I started around then having a persistent issue that after the ZMac had been screen off but not asleep for several hours (overnight typically), I'd unlock it normally, and then it would choke, freeze a little, spinning rainbow for a while, and then it would either reboot (or possibly just the windowing part of Macos requiring a login) or (if I was in a rush) I'd hard reboot. Really this was only a minor inconvenience but since my system had been stable without such troubles for ages, puzzling and annoying.
I could find absolutely no sign of cause of this in console or crash reports or anything.
Fast forward a couple weeks: I've had a project (severla projects) ongoing for a while that meant that I had WAY too many pages open in browsers, mostly firefox and a bit in safari - like dozens and dozens and dozens. Some windows had another dozen tabs or so open. This system has a ton of memory (32gb) and plenty of other extra space. Not really any performance issues for my uses in this project. None of the pages were heavy or showed any obvious signs of memory leaks or hammering the CPUs.

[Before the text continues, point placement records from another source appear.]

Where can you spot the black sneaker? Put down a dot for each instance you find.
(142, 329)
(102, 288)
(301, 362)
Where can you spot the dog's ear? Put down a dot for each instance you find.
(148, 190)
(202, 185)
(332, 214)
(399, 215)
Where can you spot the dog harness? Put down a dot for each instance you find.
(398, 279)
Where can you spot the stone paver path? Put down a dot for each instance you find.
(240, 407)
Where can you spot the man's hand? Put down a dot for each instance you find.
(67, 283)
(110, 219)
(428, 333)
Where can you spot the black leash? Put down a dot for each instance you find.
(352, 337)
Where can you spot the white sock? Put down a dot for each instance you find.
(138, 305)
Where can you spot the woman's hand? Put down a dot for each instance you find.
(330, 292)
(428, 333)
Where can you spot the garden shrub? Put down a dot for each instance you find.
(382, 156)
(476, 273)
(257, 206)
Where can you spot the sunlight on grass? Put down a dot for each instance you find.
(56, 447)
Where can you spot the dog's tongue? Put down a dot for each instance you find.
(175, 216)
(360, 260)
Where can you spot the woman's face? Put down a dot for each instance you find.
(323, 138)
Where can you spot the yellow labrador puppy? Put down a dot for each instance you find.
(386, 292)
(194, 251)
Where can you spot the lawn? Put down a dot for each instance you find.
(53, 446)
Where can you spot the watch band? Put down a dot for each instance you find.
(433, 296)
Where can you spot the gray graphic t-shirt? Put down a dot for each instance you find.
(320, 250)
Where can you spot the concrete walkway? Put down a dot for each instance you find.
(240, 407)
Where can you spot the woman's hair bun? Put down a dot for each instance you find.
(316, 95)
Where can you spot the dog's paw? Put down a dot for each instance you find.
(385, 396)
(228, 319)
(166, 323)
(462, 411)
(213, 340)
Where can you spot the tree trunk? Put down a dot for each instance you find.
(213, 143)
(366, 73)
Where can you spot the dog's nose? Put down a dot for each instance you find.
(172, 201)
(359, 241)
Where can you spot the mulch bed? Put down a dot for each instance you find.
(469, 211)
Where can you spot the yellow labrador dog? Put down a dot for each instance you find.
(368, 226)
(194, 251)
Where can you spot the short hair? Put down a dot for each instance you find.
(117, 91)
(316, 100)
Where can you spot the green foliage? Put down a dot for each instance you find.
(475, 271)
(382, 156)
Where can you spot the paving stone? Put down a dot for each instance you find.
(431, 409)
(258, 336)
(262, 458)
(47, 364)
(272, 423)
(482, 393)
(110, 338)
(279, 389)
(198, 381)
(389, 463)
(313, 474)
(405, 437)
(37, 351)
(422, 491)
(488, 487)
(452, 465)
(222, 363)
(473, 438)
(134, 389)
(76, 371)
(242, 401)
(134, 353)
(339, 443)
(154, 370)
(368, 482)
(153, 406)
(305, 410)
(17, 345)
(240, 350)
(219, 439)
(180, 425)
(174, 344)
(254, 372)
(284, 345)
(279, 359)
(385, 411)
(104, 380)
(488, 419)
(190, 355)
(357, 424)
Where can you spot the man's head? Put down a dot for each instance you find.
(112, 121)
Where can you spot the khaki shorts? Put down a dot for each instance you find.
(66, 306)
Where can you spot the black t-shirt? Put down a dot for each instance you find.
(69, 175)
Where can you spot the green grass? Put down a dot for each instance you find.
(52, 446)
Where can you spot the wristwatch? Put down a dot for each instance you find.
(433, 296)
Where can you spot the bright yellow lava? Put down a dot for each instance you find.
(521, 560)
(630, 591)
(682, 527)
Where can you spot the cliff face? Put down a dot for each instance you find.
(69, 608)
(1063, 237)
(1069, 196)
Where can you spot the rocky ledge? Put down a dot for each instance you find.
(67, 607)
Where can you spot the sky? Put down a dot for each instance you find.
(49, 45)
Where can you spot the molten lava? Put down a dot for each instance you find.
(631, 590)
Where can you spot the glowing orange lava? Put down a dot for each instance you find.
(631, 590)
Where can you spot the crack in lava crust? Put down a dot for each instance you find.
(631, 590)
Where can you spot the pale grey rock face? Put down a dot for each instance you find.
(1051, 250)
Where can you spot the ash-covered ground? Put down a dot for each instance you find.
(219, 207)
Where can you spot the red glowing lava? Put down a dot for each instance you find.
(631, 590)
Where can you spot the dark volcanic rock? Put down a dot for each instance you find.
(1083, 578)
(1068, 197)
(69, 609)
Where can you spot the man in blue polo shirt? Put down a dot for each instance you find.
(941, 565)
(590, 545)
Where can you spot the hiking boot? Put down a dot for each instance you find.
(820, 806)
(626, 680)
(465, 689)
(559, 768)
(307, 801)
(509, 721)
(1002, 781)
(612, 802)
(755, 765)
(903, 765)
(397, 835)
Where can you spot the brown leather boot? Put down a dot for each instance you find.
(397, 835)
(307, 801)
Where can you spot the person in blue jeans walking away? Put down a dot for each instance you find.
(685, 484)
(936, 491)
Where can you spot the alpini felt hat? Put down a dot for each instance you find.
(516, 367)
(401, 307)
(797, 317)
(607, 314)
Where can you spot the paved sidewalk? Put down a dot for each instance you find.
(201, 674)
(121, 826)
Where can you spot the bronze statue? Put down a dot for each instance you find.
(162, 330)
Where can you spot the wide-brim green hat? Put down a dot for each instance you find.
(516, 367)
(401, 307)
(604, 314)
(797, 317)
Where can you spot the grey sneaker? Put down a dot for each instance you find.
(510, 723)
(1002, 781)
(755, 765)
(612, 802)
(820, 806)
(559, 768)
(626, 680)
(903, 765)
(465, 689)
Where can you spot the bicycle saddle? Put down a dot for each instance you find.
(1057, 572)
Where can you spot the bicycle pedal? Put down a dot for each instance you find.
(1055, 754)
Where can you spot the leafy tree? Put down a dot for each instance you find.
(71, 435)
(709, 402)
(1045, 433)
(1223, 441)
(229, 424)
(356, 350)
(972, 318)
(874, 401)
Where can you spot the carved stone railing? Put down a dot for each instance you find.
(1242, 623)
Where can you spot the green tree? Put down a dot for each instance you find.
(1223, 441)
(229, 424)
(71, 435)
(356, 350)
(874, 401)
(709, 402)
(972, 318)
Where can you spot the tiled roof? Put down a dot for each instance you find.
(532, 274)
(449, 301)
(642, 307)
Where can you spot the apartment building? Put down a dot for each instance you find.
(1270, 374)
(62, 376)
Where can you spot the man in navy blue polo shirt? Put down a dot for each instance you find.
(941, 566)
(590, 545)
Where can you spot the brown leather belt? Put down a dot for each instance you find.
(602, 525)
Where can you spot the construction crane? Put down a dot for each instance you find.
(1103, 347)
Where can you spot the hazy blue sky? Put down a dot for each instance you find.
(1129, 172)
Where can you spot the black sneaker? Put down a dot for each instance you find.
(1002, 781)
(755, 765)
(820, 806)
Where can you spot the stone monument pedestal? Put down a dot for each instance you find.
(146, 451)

Yes, it's stupid to have so many pages open. And I'd like to argue it was working for me, but not really - it was just some serious procrastination.
So a few days ago, I undertook to get this sh!t organized, bookmark and save the links where necessary, make some notes, and close a lot of these pages.
So finally, I'm back to a 'normal' number of pages open, and most without tabs.
Since I did this: not a single delay on unlock screen, not a single crash.
No idea why, whether it was a particular page, tab, combination, or whatever. Probably should have started process ot narrow things down earlier and get this straigtened out.
Of course, there's no real reason that - in these conditions - this should have led to system crashes, that's still bad. (Note: I didn't have
thousands of pages open, this wasn't some absurd stress test)
But sometimes the cause of a problem doesn't make outright sense.